Reputation: 1718
I am a newbie in C, and I want to do something like
uint8_t message[12];
message[0] = 0x00;
message[1] = 0x00;
message[2] = 0x00;
message[3] = 0x00;
message[4] = 0x00;
message[5] = 0x00;
message[6] = 0x00;
message[7] = 0x00;
message[8] = 0x00;
message[9] = 0x00;
message[10] = 0x00;
message[11] = 0x00;
sprintf(_smess,"AT$SS=%02x %02x %02x %02x %02x %02x %02x %02x %02x %02x %02x %02x\n",
message[0], message[1], message[2], message[3],
message[4], message[5], message[6], message[7],
message[8], message[9], message[10], message[11]);
But I don't know how to declare the variable _smess, I've tried with char *_smess or uint8_t _smess[12] but I got an error anyway
if a declare char _smess[43];
then I got this error:
Multiple markers at this line
- incompatible implicit declaration of built-in function 'sprintf' [enabled by
default]
- implicit declaration of function 'sprintf' [-Wimplicit-function-declaration]
- each undeclared identifier is reported only once for each function it
appears in
- '_smess' undeclared (first use in this function)
Upvotes: 0
Views: 978
Reputation: 1
int sprintf( char* buffer, const char* format, ... );
each character we have to allocate memory... In your case
"AT$SS=" required 6 bytes,
%02x required 2bytes
empty space between each charcter required 1byte
Total bytes required is 6 + 24 + 11 =41 bytes.

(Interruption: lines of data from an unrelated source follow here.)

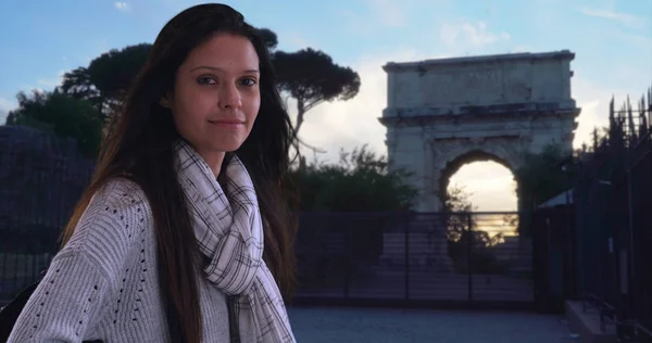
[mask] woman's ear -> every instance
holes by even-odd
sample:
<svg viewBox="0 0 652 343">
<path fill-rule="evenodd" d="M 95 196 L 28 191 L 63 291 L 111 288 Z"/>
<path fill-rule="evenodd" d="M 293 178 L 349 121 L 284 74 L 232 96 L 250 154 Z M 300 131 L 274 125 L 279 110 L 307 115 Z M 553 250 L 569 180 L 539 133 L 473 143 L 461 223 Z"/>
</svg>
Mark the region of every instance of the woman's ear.
<svg viewBox="0 0 652 343">
<path fill-rule="evenodd" d="M 161 100 L 159 100 L 159 104 L 165 109 L 170 109 L 170 106 L 171 106 L 170 94 L 163 96 L 163 98 L 161 98 Z"/>
</svg>

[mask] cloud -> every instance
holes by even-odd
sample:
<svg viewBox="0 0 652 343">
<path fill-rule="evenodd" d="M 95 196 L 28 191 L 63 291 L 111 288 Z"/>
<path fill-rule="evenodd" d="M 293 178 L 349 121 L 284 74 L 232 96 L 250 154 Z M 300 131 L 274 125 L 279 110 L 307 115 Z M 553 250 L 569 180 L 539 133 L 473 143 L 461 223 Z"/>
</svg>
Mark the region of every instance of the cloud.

Allocate memory by static variable char _smess[41] or dynamic allocation char *_smess = new char[41]; unsigned char will not accepted
Upvotes: 0
Reputation: 225827
You know how big the string is based on the format string passed to sprintf
(i.e. 42 characters), so declare a char array of at least that size, making sure to leave room for the NUL ('\0'
) terminator:
char _smess[43];
Edit:
The error "incompatible implicit declaration of built-in function 'sprintf'" is because you didn't #include <stdio.h>
at the top of your file.
The "'_smess' undeclared" error is most likely because you didn't define it before it was used. It needs to appear before the sprintf
call.
Upvotes: 1